Bramlet's research follows numerous accounts of surgeons successfully using 3-D printing technology before heading to the operating table. Dr. Emile Bacha, head of cardiac surgery at Morgan Stanley Children's Hospital of New York Presbyterian, reported success with a similar approach to preparing surgery for a 2-week-old infant in July. According to reports in American and British news outlets, Bacha received funding from Matthew's Hearts of Hope to used Materialise's Mimics Innovation software to create a replica of the baby's heart, which was "riddled with holes and structured unusually."

Like Bramlet, Bacha described the 3-D replica as a roadmap to guide his surgical team, such that they were able to fix the baby's heart with a single procedure as opposed to conducting a series of operations.

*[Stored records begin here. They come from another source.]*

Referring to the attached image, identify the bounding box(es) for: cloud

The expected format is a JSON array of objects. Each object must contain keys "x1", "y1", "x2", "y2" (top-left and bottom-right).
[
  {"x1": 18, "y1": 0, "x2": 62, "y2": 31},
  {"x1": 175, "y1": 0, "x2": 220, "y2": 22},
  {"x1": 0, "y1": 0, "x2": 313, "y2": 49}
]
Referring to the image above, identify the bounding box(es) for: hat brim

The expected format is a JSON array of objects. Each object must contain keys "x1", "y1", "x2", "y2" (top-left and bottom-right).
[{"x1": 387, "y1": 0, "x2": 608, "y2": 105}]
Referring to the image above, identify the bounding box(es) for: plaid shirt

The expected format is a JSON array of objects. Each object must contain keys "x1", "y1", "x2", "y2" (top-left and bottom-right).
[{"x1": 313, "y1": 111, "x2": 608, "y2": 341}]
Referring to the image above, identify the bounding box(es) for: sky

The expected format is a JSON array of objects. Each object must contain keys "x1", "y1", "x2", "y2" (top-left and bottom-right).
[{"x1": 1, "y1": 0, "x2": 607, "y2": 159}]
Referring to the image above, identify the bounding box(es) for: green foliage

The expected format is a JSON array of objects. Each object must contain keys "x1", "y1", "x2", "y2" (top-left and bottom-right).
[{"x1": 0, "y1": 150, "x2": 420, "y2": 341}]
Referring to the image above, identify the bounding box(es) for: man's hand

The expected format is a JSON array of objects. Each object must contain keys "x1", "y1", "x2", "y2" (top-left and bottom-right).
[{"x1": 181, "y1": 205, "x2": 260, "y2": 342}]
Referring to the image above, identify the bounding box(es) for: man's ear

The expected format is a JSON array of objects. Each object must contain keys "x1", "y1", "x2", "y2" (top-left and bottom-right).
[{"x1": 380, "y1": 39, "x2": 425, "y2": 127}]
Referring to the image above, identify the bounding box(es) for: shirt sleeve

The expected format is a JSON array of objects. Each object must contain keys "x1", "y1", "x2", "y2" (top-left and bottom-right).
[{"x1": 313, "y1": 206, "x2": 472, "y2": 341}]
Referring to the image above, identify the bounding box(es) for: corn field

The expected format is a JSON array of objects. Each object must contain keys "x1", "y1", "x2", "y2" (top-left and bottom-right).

According to Kathy Magliato, a cardiac surgeon at Saint John’s Health Center in Los Angeles, the new technology is a potential game-changer for cardiac surgeons everywhere.

“The fact that I can then take this very complicated structure, which has endless possibilities of what it could look like anatomically when I open the body, and you give it to me before the operation and I can hold it in my hand and plan an operation around what I’m seeing ... that to me is what can potentially change the game in an operation and save lives.”

Bramlet recently partnered with the National Institutes of Health to build a 3-D reference library that includes models and images that others can learn from. The collection will be hosted by the Jump Trading Simulation and Education Center in Peoria, Illinois.